Static classes are essentially nothing more than containers for related static methods. Specifying a class as static prevents instance methods from being added to it.

28 - Static Constructors

If defined, these are called before the first time the class is instantiated, and are never called again for the lifetime of the running application. They are used to safely set static member field values if these need to be set at runtime rather than compile-time.

A static constructor cannot take any parameters.

29 - Constants

Constants are declared with the const keyword. For obvious reasons they must be initialised at the same time, and can only be initialised with literals. Constants are also static.

class Test
{
    public const double  APPROX_PI = 3.141;
}

30 - Read-Only Fields

The restriction on constants that they can only be initialised with literals can be avoided by using a read-only field instead.
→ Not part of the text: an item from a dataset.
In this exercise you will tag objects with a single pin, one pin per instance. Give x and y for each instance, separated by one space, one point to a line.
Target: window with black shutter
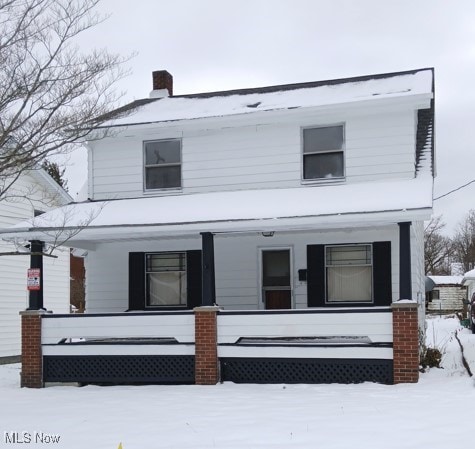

These fields are initialised in a static constructor, and cannot subsequently be changed.

class Test
{
    public readonly int APPROX_PI;

    public static void Test()
    {
        APPROX_PI = 22 / 7;
    }
}

Read-only fields can be static, in which case they must be assigned in a static constructor.

31 - Partial Classes

These allow classes to be defined across more than one file. A common use is with generated code, where the generated code is in one file, and the code supplied by the programmer is in a separate file.

All the parts of the class must include the 'partial' keyword.

partial class Test
{
    public void generated_method()
    {
        // ...
    }
}

partial class Test
{
    public void handcrafted_method()
    {
        // ...
    }
}

In the above example the classes would usually be in different files.

It also possible to have partial methods. Essentially the generated code includes a declaration but no body. The other part of the class can include the method with a body. If it does not do so, it is assumed that the method is not required, and the compiler will remove it.

Partial methods cannot return values (they must be void and have no out parameters).

32 - Properties

Properties encapsulate getters and setters in a simple format:

private string empName;

public string Name
{
    get { return empName; }
    set
    {
        if (value.Length > 15)
            Console.WriteLine("Error! Name must be less than 16 characters!");
        else
            empName = value;
    }
}

Properties can optionally only define a get or a set (for read-only or write-only versions). They can also be static.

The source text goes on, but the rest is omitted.